The combination reaction C6H5CH2
+ C6H5CH2
(+M)
→ C14H14
(+M) was studied over the pressure range 0.03–900 bar and the temperature range 250–400 K. Helium, argon, xenon, N2 and CO2 were employed as bath gases. Benzyl radicals were generated by H abstraction from toluene by Cl atoms formed via laser photolysis of Cl2 at 308 nm. Benzyl radicals were monitored by time-resolved transient UV absorption at 253 nm. The observed combination rates were pressure independent over the range 0.04–0.45 bar in CO2 and 0.03–5 bar in argon which identifies a limiting “high-pressure” value of rate constant within the energy-transfer mechanism, kET∞(T)
=
(4.1 ± 0.3)
× 10−11
(T/300 K)−0.23 cm3 molecule−1 s−1. Although the reaction has clearly reached the “high-pressure limit”

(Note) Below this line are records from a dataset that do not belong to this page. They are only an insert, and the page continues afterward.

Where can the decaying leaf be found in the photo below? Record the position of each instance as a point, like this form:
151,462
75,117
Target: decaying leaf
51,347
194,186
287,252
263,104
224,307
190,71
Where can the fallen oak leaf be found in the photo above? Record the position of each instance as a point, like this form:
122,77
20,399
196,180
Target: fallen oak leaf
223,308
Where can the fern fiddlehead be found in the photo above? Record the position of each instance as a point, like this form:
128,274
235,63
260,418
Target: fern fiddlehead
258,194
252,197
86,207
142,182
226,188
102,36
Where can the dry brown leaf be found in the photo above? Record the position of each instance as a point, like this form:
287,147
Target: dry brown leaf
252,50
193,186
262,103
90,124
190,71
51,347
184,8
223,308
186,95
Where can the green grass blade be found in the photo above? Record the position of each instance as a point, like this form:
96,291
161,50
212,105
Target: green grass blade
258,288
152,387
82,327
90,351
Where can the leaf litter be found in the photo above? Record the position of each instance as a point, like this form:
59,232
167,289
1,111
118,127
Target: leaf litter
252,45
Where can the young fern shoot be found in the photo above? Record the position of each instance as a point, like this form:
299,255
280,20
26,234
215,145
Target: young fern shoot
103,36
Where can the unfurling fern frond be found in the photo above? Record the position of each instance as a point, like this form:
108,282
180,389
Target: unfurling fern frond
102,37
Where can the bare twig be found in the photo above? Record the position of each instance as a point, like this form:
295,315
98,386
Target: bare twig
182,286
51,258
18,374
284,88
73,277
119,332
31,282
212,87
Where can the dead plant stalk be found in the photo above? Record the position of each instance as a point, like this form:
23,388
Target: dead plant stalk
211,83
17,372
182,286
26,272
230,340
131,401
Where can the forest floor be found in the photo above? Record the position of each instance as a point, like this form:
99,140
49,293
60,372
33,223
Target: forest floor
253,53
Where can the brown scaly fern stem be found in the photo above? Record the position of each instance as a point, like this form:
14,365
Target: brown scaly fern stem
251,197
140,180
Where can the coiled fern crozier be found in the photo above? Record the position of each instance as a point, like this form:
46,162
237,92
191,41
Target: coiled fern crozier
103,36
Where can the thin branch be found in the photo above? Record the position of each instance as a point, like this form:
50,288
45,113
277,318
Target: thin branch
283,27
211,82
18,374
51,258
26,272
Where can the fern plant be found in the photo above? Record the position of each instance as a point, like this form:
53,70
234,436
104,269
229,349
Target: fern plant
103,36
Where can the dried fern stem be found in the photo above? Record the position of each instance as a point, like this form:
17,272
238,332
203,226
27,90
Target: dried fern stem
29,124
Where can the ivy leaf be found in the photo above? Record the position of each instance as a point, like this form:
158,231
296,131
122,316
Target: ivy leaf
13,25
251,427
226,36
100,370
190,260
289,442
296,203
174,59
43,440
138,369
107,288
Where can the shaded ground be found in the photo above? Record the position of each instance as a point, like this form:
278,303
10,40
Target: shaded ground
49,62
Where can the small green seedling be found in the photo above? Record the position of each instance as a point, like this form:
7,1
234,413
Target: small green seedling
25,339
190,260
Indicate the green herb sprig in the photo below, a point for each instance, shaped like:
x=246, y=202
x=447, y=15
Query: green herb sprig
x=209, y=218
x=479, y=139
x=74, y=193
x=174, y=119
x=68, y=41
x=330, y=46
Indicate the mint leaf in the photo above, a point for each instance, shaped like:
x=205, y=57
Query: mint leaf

(kET∞) at pressures below 1 bar, a further increase of the rate constants was observed when the pressure of the bath gas was raised above ∼5 bar. At much higher pressures finally the rate constants decrease when diffusion-controlled kinetics takes over. The degree of enhancement of the combination rates beyond the “high-pressure limit” was found to depend on the bath gas, increasing in the order He < N2
≈ Ar < CO2. The enhancement was most prominent at low temperatures. Measurements of transient UV absorption spectra of benzyl radicals, over the pressure range 5–30 bar of CO2 at 300 K, confirmed that an only small pressure-dependent solvatochromic shift of benzyl radicals cannot be responsible for the observation of enhanced rate constants. Instead, the results clearly point toward a significant effect of van der Waals clustering, i.e. of “radical-complex” formation, on the combination reaction kinetics in the gas–liquid transition range. An analysis in terms of statistical adiabatic channel/classical trajectory calculation (SACM/CT) appears to provide a consistent description.